Later in January, the church’s African Drum Ensemble will take the stage as part of the annual Showcase of Talent, to be held at the Monroe High School Performing Arts Center at 7:30 p.m. on Jan. 15 and 16.

“At the beginning of the Christmas season we proclaim the mystery of the incarnation—that God’s Word ‘became flesh and blood, and moved into the neighborhood,’ as Eugene Peterson renders John 1:14 in The Message,” says the Rev. David Gambrell, associate for worship in the Presbyterian Mission Agency’s office of Theology and Worship.  “With Epiphany, the gospel moves out from the neighborhood to the nations. God’s Word made flesh is good news for the whole world.”

In an era and a widespread demographic of aging churches, where people often don’t have energy, where there are few new members and no new young people coming, Larson says that “doing things the way they’ve always been done doesn’t have to be the way we do it.”

“I’ve always loved rhythm,” he says. “I think it’s fun, and I think it makes sense theologically to have a call to worship and to learn different songs.
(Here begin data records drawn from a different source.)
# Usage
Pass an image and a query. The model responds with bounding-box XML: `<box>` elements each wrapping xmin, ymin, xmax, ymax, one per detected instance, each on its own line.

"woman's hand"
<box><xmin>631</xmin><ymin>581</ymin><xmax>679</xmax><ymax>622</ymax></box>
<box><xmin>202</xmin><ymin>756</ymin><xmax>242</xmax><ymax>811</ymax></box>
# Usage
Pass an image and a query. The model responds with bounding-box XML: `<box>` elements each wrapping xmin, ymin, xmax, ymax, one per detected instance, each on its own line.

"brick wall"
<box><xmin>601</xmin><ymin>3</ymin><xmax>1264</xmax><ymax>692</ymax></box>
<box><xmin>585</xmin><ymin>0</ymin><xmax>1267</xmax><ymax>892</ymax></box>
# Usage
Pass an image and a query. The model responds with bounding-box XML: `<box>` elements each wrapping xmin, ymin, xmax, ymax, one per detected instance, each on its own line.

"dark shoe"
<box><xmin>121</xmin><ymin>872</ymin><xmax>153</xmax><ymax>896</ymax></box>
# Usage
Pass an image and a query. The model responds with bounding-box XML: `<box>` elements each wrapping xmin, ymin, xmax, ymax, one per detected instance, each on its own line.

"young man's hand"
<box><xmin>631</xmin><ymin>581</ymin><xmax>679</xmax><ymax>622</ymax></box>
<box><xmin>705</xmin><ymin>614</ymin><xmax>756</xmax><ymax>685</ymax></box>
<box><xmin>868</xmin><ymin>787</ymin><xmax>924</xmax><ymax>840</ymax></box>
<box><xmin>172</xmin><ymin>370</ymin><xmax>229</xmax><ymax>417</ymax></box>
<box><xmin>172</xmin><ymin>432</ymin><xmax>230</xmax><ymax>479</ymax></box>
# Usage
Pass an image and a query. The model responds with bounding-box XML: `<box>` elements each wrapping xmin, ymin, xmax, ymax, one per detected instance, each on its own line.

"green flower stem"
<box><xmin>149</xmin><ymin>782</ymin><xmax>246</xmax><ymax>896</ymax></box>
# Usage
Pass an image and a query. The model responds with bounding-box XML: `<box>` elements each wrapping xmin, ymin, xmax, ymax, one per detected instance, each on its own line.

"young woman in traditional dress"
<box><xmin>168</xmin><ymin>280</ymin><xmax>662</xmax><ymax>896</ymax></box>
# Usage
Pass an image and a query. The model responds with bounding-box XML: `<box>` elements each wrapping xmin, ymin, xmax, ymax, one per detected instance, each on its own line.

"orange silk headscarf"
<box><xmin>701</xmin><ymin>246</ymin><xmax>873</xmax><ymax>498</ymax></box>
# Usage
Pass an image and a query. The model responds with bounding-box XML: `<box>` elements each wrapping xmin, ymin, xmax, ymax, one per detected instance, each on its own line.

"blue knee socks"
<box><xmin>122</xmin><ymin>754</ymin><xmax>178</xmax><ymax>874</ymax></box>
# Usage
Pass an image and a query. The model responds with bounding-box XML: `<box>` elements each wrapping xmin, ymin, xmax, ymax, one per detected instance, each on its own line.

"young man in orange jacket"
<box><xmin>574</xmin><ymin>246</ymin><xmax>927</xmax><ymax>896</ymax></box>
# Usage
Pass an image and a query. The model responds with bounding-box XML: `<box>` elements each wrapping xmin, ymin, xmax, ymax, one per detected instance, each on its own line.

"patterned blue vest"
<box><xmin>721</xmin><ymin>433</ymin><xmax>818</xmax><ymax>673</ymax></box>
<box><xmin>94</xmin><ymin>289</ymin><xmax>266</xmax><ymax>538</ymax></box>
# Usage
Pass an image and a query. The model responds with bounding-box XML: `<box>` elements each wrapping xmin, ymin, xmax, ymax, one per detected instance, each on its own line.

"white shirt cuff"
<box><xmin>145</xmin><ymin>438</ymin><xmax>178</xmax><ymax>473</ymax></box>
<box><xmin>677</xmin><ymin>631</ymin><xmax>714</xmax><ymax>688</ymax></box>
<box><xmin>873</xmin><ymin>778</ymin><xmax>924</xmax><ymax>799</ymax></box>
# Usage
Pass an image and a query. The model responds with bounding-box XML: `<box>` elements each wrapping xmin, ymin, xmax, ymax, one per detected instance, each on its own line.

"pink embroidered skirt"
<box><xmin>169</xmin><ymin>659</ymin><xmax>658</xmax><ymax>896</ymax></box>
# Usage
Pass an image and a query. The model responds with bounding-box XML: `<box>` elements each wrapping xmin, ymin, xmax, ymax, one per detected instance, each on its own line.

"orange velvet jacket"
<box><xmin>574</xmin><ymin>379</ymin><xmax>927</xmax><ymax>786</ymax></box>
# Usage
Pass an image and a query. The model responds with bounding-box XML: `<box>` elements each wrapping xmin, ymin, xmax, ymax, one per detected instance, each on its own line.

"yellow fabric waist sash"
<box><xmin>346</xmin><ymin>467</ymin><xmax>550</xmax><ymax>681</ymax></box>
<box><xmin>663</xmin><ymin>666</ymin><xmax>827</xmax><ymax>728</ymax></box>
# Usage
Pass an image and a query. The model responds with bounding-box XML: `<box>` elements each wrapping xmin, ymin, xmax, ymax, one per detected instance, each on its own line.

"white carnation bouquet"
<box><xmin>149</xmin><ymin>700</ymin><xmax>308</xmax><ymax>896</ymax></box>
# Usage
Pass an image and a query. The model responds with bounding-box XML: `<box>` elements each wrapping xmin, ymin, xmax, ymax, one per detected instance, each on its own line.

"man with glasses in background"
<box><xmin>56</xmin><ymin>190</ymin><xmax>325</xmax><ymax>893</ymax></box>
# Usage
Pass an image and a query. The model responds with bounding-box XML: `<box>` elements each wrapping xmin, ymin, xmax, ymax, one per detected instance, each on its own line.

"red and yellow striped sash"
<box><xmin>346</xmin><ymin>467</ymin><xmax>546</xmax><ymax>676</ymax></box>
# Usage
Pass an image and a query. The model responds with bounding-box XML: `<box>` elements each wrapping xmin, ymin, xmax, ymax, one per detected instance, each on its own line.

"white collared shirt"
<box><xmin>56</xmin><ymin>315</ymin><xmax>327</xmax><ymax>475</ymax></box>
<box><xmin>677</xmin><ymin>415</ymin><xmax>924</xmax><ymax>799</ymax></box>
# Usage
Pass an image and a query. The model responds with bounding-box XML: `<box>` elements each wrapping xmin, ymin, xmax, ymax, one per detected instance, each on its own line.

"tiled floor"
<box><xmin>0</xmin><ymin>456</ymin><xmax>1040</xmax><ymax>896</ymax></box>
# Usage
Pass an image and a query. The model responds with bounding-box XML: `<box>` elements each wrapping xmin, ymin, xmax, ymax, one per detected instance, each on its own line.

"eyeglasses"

I love how in the PC(USA) with our new hymnal we get more and more world music.”

Larson, who has lived in Ghana seven times, says that the ensemble is different from a traditional African drum circle, where people get together on the spot and make up rhythms.

“These are real rhythms where you have to learn the specific pieces,” he says. “We keep trying new things. These are neat, open-minded people.”